The class to be benefited in a charitable trust must be a definite segment of the public. It must be large enough so that the community in general is affected by, and interested in, the enforcement of the trust, yet it cannot encompass the entire human race. Within the class, however, the specific persons to benefit from the trust must be indefinite. A trust "for the benefit of the orphans of American veterans of the Vietnam conflict" is charitable. The orphans of such veterans constitute a definite class. The indefinite persons within the class are the ones who are ultimately chosen by the trustee to be paid the benefits. The class is large enough so that the community is interested in the enforcement of the trust.
A trust for named persons or a trust for profit cannot be a charitable trust. A trust "to construct and maintain a hospital" might be charitable, even though the hospital charges the patients who are treated, provided that any profits realized are used solely to continue the charitable services rendered and are not paid to private persons.
A trust that serves both charitable and non-charitable purposes will fail if the two are inseparable. For example, suppose a settlor bequeaths $500,000 to a trustee "to hold in trust for the benefit of all the schools in a particular town." The settlor's daughter is the residuary legatee of the estate, who will inherit the remainder of the estate after the testamentary dispositions are satisfied. Some of the schools in the town are public and charitable institutions and some are private and operated for profit. The settlor has not apportioned the $500,000 between the public schools and the private schools. The valid part—to be given to public schools and charitable institutions—cannot be separated from the invalid part—the disposition to private or profit making institutions; therefore, the trust fails as a charitable trust. The trustee holds the $500,000 in a RESULTING TRUST for the settlor's daughter, since the settlor's disposition cannot be valid as a charitable trust because there is no indefinite beneficiary.

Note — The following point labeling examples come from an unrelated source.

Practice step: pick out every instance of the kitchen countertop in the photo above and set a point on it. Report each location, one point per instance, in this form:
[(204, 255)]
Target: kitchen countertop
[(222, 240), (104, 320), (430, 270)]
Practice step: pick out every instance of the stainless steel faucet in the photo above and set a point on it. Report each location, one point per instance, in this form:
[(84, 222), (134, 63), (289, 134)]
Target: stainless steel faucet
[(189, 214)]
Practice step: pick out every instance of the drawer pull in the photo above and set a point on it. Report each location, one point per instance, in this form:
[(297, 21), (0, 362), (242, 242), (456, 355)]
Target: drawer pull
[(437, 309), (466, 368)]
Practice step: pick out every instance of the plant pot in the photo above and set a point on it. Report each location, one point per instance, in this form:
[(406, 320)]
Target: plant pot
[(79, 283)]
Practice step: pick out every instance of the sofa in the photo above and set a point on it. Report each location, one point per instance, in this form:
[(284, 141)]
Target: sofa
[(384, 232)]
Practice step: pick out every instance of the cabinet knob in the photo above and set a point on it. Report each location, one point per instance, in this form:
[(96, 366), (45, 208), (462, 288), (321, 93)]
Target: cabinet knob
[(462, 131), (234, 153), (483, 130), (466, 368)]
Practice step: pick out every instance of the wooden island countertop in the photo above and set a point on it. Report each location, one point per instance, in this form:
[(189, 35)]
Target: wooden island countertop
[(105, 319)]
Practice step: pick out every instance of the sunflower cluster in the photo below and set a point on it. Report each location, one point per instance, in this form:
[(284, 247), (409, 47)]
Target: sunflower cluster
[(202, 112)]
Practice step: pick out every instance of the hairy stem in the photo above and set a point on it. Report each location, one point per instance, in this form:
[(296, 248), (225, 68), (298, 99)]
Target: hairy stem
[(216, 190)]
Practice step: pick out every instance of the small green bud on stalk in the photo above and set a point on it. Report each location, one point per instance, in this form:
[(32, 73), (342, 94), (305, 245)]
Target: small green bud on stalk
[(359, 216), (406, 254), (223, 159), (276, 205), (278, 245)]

If a trust has both charitable and noncharitable purposes and if the maximum amount to be used for noncharitable purposes can be determined, the trust fails only with respect to that amount pertaining to noncharitable purposes, which will be held in a resulting trust by the trustee for the settlor's statutory heir or residuary legatee. The remainder is a valid charitable trust.
As a general rule, a charitable trust can be eternal, unlike a private trust, which must comply with the RULE AGAINST PERPETUITIES, a principle limiting the duration of a trust. With respect to a private trust, the designated beneficiary is the proper person to enforce the trust, but in a charitable trust, the state attorney general is the one to enforce it. The settlor, his or her heirs or personal representatives, the members of the general public, and possible beneficiaries cannot maintain a lawsuit for the enforcement of the trust.
Charitable trusts yield substantial tax benefits to donors, whether in the form of INCOME TAX deductions, tax shelters, or reduced inheritance taxes. Typically under charitable remainder trusts, immediate income tax deductions can also be matched with avoidance of capital gains taxes if the donor funds the trust using certain types of assets. The charitable lead trust, which is often used in estate planning, commonly benefits heirs. After its duration, the principal assets return to the donor's heirs subject to reduced gift and estate tax.